Yes, we do have a new president. He started on the first of June. His name is Raphael Bostic. He came from academia. He was head of the Real Estate Center at the University of Southern California in Los Angeles. He has a Ph.D. in economics from Stanford and an undergraduate degree from Harvard. He also has an undergraduate degree in both economics and psychology. And for him, his focus is not just on the raw economic data, but he has an appreciation for how economics affects regular people on the street and mainstream America. So he has a very sincere interest in not just how the economy is performing but how people view the economy and what their levels of confidence are, [and] how there are pockets of the economy that don’t seem to be benefiting from the economic strength. So he has a very different focus, and maybe even a unique focus from what other Federal Reserve Bank presidents may have. … He also worked in the Obama administration as an Under Secretary of Housing and Urban Development, so he has a very deep housing and real estate background.

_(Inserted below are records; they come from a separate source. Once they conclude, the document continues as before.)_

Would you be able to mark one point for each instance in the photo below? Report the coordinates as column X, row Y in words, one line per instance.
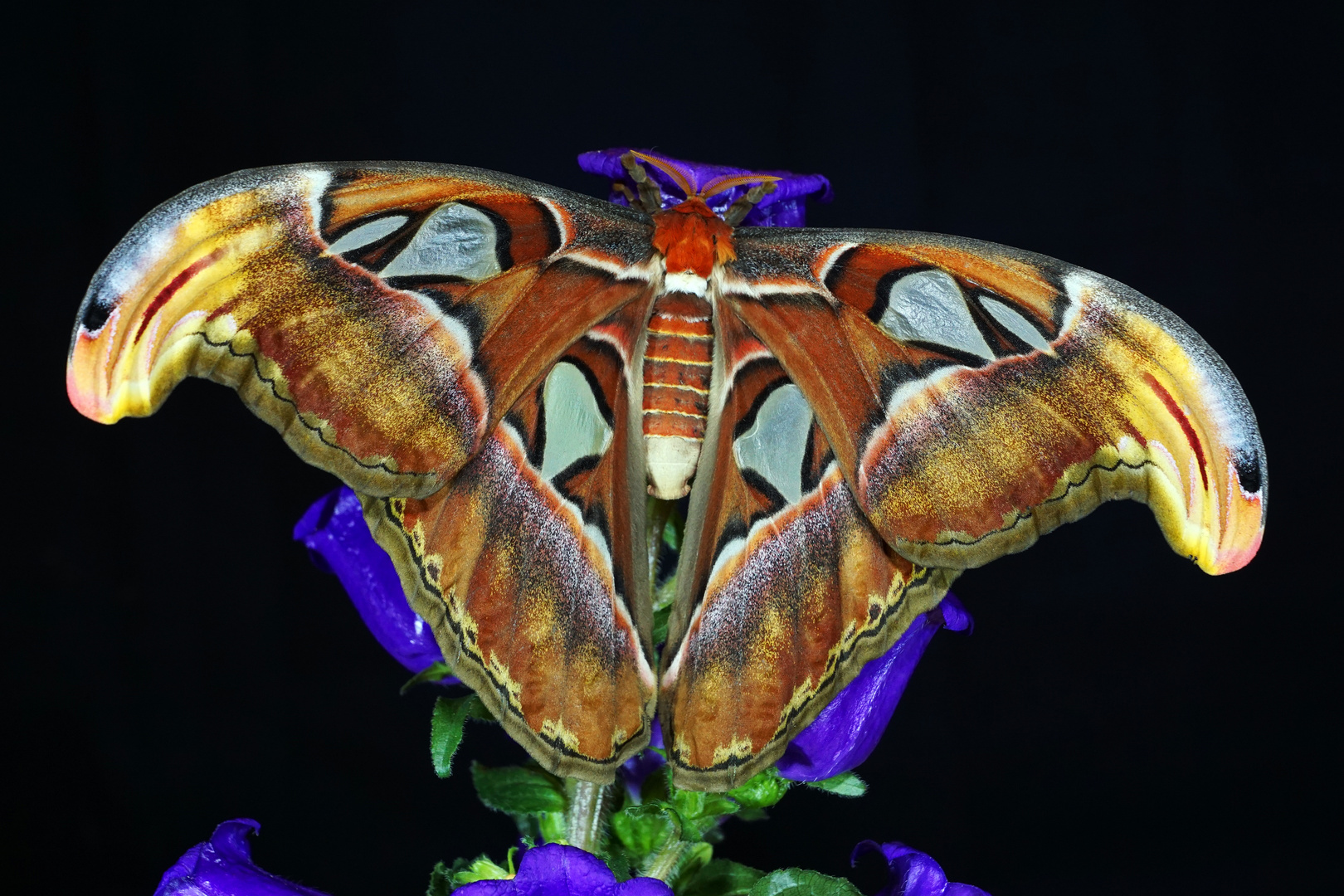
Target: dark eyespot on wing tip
column 1248, row 466
column 95, row 316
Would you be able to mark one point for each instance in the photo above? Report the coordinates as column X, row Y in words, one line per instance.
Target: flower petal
column 339, row 542
column 784, row 207
column 223, row 867
column 849, row 730
column 555, row 869
column 643, row 763
column 913, row 872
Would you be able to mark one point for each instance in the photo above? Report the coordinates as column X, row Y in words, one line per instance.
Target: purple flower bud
column 849, row 730
column 563, row 871
column 223, row 867
column 785, row 207
column 339, row 542
column 643, row 763
column 913, row 872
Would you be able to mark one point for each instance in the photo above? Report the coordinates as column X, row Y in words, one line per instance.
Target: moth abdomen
column 678, row 360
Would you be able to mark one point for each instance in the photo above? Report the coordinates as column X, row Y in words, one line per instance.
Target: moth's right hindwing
column 531, row 567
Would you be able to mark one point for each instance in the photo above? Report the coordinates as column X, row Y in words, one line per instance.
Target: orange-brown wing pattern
column 977, row 397
column 785, row 590
column 381, row 316
column 530, row 566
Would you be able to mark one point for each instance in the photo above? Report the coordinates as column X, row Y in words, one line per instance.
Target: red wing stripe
column 1191, row 436
column 171, row 289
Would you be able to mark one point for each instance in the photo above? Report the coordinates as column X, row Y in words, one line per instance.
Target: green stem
column 583, row 820
column 663, row 863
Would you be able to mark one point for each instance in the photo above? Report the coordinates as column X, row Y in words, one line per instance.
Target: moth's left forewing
column 1006, row 392
column 784, row 590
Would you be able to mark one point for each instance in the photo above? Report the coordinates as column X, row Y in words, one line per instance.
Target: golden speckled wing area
column 530, row 566
column 977, row 397
column 785, row 589
column 381, row 316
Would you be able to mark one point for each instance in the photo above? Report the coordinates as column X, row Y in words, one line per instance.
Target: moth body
column 679, row 353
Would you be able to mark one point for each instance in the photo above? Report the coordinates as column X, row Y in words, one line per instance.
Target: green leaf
column 694, row 859
column 641, row 829
column 722, row 878
column 480, row 868
column 672, row 529
column 552, row 826
column 446, row 730
column 437, row 670
column 796, row 881
column 843, row 785
column 762, row 790
column 440, row 880
column 660, row 620
column 518, row 790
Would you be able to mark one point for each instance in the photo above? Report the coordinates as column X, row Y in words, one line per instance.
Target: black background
column 1118, row 722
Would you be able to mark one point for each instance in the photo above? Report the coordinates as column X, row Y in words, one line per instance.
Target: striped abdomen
column 676, row 390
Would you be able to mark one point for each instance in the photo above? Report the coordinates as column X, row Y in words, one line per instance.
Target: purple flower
column 643, row 763
column 849, row 730
column 223, row 867
column 913, row 872
column 339, row 542
column 563, row 871
column 785, row 207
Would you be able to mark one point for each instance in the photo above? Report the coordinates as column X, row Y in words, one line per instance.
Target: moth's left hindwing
column 785, row 590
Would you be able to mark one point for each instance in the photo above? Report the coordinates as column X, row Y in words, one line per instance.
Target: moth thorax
column 678, row 362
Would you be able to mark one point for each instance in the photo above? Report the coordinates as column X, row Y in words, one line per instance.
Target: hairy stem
column 583, row 821
column 665, row 861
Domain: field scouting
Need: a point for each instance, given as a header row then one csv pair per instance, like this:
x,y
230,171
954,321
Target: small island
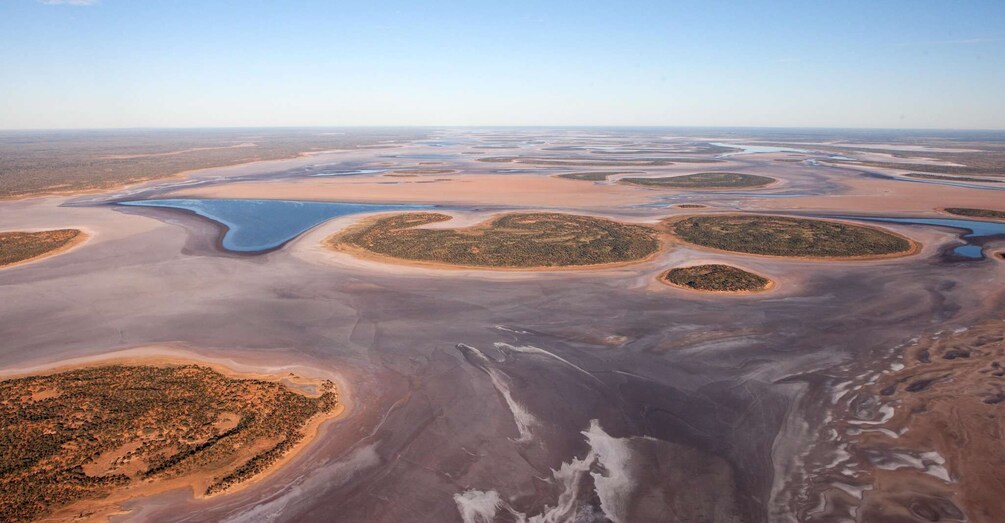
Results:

We’ve already discussed the recent decision of the Board of Directors as well as the Atlanta Fed’s new leadership under Dr. Raphael Bostic, but what should we look out for in the news regarding the Atlanta Fed and the entire Federal Reserve System?
So that’s a great question, and there is some uncertainty involved with the Federal Reserve that’s coming up. One of the things that we do have, as you noted earlier, is that we have a new President [in Washington] and a new presidential administration. And they are making some proposals about the Federal Reserve itself and about bank regulation in general. They have proposed some changes to a major law that was passed in 2010 during the economic downturn called the Dodd-Frank Act. And they’ve proposed some changes and amendments to the Dodd-Frank Act that might have some impact on the responsibility and role that the Federal Reserve plays in the financial system. There also is some discussion on Capitol Hill about changing the way the Federal Reserve is financed. The Federal Reserve doesn’t draw any money from the U.S. Treasury; we are totally self-funded. We earn income from our payment processing activity and we earn returns on our portfolios, so the Federal Reserve actually generates money for the nation’s economy and returns somewhere in the neighborhood of 70, 75, 80 billion dollars a year to the U.S. Treasury. But there is some thought that the Federal Reserve funding might change, so that is being discussed, and to that extent, it’s one of the things that has been raised that Congress so far hasn’t had time to turn their attention to. There are a couple of proposals that are out there that we’re watching and monitoring, so there could be, down the line, some changes to the fundamental structure of the Federal Reserve. We certainly are watching and keeping major tabs on that. And also just keeping tabs on the banking industry itself. We are in a period of sustained economic recovery since the downturn, and haven’t identified any potential threats, or unsafe and unsound practices that might endanger the economy or the financial security of the banks that we regulate, our member banks, so there are a number of initiatives that we’re looking at to make sure that we are maintaining the right focus and active examination and monitoring posture to try to keep tabs on the banks that are under our supervision.